Artificial intelligence is entering a phase where the main constraint is no longer model capability but the lack of economic and governance infrastructure, according to a16z crypto.
In a series of forward-looking assessments, members of the firm’s research and investment teams argued that AI systems are now capable of performing substantive work, from academic research to financial tasks, but lack the identity, attribution, and compensation mechanisms required to operate at scale.
As a result, a16z positions blockchain-based systems as infrastructure rather than speculative technology.
AI Moves From Assistance To Discovery
Scott Kominers, a member of the a16z crypto research team and a professor at Harvard Business School, said AI models have progressed rapidly over the past year.
He described a shift from systems that struggled with abstract instructions to models capable of reasoning through complex problems in ways comparable to advanced graduate students.
Kominers said AI is increasingly being used for discovery in reasoning-heavy fields, including mathematics, where models have demonstrated the ability to solve elite university-level problems.
This has enabled a new research style focused on conjecture, synthesis, and exploration, even when intermediate outputs are imperfect.
However, he noted that these workflows often rely on layered systems in which multiple models evaluate and refine each other’s outputs, raising unresolved questions about interoperability and how contributions should be recognized and rewarded.
From KYC To 'Know Your Agent'
Another challenge highlighted by a16z is identity.

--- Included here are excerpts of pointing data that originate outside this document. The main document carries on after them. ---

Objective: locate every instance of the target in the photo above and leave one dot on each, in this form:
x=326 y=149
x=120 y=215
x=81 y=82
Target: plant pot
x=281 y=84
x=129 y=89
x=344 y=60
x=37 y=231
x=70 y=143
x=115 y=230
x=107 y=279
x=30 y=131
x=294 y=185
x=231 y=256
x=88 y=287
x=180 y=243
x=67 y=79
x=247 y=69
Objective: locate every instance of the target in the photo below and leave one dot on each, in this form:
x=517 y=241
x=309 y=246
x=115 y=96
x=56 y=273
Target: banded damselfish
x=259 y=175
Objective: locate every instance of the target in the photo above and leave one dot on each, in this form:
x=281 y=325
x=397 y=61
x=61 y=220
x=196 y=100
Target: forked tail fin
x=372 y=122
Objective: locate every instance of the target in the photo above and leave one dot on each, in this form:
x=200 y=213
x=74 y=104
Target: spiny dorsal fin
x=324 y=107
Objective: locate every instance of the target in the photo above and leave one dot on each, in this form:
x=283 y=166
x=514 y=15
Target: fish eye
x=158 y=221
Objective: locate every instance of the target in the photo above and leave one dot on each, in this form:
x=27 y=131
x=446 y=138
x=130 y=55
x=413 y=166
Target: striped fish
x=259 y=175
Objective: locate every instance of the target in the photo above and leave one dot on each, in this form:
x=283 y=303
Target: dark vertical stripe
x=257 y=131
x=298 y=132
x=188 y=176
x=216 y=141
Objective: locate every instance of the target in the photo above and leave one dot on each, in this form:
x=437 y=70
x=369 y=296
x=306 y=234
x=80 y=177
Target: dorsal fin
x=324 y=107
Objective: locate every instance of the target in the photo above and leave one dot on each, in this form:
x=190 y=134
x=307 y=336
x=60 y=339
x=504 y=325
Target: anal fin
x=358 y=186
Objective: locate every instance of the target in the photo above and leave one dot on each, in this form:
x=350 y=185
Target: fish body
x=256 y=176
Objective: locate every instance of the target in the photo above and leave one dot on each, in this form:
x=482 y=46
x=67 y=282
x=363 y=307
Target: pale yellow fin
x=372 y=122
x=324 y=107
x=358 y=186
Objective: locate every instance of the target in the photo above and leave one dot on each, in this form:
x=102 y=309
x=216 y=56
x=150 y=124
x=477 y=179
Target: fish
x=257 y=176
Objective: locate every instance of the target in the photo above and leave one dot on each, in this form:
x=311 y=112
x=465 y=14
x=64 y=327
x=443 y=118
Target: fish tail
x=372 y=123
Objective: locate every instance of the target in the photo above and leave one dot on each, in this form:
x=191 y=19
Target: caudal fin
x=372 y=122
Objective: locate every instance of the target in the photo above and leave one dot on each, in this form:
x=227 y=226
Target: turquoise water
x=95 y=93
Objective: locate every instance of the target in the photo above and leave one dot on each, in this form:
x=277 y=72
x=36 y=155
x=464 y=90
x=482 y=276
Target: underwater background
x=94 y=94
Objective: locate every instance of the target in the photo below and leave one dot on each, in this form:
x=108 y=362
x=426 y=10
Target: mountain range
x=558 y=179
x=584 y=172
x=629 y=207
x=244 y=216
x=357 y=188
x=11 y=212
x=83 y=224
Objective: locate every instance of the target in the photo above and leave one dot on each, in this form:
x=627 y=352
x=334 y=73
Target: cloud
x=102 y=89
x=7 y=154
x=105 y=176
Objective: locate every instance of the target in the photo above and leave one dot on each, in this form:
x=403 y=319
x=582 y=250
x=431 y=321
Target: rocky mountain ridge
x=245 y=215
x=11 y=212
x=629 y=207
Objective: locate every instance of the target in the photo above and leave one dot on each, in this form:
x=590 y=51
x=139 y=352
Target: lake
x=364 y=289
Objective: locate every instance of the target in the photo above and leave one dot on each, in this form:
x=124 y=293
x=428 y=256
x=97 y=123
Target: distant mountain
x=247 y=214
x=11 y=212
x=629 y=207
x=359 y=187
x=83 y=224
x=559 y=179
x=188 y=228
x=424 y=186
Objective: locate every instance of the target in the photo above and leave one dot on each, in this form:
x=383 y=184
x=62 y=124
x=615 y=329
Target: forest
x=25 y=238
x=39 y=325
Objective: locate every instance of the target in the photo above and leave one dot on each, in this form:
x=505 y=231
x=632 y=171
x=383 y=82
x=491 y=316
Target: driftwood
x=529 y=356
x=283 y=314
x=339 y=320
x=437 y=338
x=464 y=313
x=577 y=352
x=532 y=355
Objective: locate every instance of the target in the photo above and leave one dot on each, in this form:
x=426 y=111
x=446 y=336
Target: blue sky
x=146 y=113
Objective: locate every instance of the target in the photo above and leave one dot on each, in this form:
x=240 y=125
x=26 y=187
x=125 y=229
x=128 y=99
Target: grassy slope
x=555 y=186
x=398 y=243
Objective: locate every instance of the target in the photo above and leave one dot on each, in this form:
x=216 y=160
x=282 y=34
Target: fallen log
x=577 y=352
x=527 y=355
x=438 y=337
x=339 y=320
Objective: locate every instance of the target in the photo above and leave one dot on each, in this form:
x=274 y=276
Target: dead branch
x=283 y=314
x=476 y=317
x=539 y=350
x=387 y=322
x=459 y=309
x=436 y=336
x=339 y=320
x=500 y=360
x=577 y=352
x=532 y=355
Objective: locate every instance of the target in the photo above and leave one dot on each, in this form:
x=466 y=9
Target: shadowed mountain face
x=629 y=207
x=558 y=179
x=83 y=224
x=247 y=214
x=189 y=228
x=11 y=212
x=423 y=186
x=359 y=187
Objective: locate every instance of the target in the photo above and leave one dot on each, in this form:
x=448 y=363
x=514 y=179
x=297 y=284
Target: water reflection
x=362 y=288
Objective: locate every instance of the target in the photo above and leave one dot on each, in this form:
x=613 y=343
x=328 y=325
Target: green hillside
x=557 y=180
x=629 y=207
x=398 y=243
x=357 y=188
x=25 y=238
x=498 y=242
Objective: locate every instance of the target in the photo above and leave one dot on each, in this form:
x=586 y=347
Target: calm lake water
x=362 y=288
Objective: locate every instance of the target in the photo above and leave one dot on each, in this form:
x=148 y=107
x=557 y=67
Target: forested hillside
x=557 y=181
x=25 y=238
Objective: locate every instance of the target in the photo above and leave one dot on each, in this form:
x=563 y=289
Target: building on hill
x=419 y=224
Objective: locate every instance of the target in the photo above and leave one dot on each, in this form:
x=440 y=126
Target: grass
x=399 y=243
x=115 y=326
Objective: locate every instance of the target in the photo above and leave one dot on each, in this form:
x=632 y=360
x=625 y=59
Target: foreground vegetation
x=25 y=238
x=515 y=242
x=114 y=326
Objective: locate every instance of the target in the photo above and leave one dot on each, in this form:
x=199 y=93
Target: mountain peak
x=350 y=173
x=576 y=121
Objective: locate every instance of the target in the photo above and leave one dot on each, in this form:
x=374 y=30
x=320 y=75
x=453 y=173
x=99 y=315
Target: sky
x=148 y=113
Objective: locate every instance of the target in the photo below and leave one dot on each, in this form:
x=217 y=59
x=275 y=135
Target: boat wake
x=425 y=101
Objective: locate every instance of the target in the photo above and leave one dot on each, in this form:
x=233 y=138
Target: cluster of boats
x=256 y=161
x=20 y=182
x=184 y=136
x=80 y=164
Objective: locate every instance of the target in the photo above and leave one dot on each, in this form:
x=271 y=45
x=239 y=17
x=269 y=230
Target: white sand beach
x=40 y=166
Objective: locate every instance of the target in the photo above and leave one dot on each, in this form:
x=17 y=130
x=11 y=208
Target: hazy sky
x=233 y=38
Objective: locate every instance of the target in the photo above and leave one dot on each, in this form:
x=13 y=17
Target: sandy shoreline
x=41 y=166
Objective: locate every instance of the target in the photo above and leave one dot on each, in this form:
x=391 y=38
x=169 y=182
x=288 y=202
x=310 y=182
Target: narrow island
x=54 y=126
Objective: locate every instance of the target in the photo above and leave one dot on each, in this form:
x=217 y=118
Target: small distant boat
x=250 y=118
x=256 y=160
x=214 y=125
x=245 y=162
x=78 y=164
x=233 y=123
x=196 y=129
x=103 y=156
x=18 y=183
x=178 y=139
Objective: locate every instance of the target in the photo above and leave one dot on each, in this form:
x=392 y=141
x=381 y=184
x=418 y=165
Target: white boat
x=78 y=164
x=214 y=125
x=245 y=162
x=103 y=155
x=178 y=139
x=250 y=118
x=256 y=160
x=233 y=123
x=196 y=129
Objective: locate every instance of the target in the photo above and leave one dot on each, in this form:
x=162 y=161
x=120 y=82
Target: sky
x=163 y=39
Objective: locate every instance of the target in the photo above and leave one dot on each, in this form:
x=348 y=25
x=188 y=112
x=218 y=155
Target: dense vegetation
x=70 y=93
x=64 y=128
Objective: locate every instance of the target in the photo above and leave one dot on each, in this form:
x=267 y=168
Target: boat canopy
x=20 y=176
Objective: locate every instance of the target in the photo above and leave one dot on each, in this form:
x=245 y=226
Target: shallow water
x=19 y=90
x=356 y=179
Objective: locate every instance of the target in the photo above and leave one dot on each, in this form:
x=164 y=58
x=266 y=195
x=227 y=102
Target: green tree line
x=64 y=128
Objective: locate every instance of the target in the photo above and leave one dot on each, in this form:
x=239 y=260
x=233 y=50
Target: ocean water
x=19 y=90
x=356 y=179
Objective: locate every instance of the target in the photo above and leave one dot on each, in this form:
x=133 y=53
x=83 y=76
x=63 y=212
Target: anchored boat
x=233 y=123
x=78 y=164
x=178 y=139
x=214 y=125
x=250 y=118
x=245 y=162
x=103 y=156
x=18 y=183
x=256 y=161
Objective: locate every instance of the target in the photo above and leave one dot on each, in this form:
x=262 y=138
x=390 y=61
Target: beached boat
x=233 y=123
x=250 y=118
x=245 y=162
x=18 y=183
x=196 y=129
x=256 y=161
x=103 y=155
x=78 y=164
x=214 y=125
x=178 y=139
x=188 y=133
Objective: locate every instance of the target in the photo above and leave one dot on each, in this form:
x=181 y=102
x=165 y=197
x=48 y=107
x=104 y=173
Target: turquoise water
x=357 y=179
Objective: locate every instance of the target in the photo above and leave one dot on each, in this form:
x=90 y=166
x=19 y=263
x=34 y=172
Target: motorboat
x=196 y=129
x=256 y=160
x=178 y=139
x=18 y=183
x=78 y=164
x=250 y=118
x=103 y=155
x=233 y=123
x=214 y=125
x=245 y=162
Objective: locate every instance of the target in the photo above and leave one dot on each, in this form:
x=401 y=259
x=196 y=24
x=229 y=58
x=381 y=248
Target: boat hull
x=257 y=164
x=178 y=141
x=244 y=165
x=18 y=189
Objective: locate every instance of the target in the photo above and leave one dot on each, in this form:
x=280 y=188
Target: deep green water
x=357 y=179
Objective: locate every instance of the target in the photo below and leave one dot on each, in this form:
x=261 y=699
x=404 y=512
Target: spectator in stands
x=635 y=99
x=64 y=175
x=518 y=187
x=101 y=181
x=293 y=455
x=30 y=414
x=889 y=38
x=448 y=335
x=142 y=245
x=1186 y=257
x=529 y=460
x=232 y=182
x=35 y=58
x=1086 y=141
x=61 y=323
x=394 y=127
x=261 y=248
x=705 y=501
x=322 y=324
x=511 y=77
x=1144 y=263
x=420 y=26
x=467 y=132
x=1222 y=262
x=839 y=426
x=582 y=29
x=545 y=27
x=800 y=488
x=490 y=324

Sean Neville, cofounder of Circle and chief executive of Catena Labs, said the agent economy is now constrained less by intelligence and more by trust.
Neville said non-human identities already outnumber human employees across financial systems, yet most remain effectively “unbanked.”
He argued that just as financial institutions rely on know-your-customer rules for humans, AI agents will require cryptographically verifiable credentials, a framework he called “Know Your Agent.”
Without such systems, Neville said, merchants and platforms will continue blocking autonomous agents from transacting at scale.
AI’s Strain On The Open Web
Liz Harkavy, an investor on the a16z crypto team, warned that AI agents are imposing an “invisible tax” on the open web by extracting value from content while bypassing ad- and subscription-based revenue models.
She said existing licensing deals have proven insufficient and argued that the web needs real-time, usage-based compensation systems.
Blockchain-enabled micropayments and attribution standards, she said, could allow value to flow automatically to contributors.